Why would it make sense for security_prepare_creds to return an error
code other than ENOMEM?
> That seems a bit of a violation of what that function is supposed to do
The API allows LSM authors to decide what error code is returned from the
cred_prepare hook. security_task_alloc() is a similar hook, and has its return
code propagated.
It is not an api. It is an implementation detail of the linux kernel.
It is a set of convenient functions that do a job.
The general rule is we don't support cases without an in-tree user. I
don't see an in-tree user.
I'm proposing we follow security_task_allocs() pattern, and add visibility for
failure cases in prepare_creds().
I am asking why we would want to. Especially as it is not an API, and I
don't see any good reason for anything but an -ENOMEM failure to be
supported.
We're writing a LSM BPF policy, and not a new LSM. Our policy aims to solve
unprivileged unshare, similar to Debian's patch [1]. We're in a position such
that we can't use that patch because we can't block _all_ of our applications
from performing an unshare. We prefer a granular approach. LSM BPF seems like a
good choice.
I am quite puzzled why doesn't /proc/sys/user/max_user_namespaces work
for you?
We have the following requirements:
1. Allow list criteria
2. root user must be able to create namespaces whenever
3. Everything else not in 1 & 2 must be denied
We use per task attributes to determine whether or not we allow/deny the
current call to unshare().
/proc/sys/user/max_user_namespaces limits are a bit broad for this level of
detail.
Because LSM BPF exposes these hooks, we should probably treat them as an
API. From that perspective, userspace expects unshare to return a EPERM
when the call is denied permissions.
The BPF code gets to be treated as a out of tree kernel module.
Without an in-tree user that cares it is probably better to go the
opposite direction and remove the possibility of return anything but
memory allocation failure. That will make it clearer to implementors
that a general error code is not supported and this is not a location
to implement policy, this is only a hook to allocate state for the LSM.

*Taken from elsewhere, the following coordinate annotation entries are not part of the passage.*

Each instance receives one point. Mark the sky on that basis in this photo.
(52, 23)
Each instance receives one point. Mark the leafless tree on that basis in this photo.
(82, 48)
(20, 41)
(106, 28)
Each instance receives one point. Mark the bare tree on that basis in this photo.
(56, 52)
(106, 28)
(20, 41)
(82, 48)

That's a good point, and it's possible we're using the wrong hook for the
policy. Do you know of other hooks we can look into?
Fwiw, from this commit it wasn't very clear what you wanted to achieve
with this. It might be worth considering adding a new security hook for
this. Within msft it recently came up SELinux might have an interest in
something like this as well.
Just to clarify things a bit, I believe SELinux would have an interest
in a LSM hook capable of implementing an access control point for user
namespaces regardless of Microsoft's current needs. I suspect due to
the security relevant nature of user namespaces most other LSMs would
be interested as well; it seems like a well crafted hook would be
welcome by most folks I think.
Smack isn't going to be interested in such a hook with the current
user namespace behavior. User namespaces are a discretionary access
control and privilege (capabilities) feature. Smack implements only
mandatory access control. I would still endorse adding the hook
as I could see MAC aspects (e.g. general xattr mapping) being
implemented as part of user namespaces.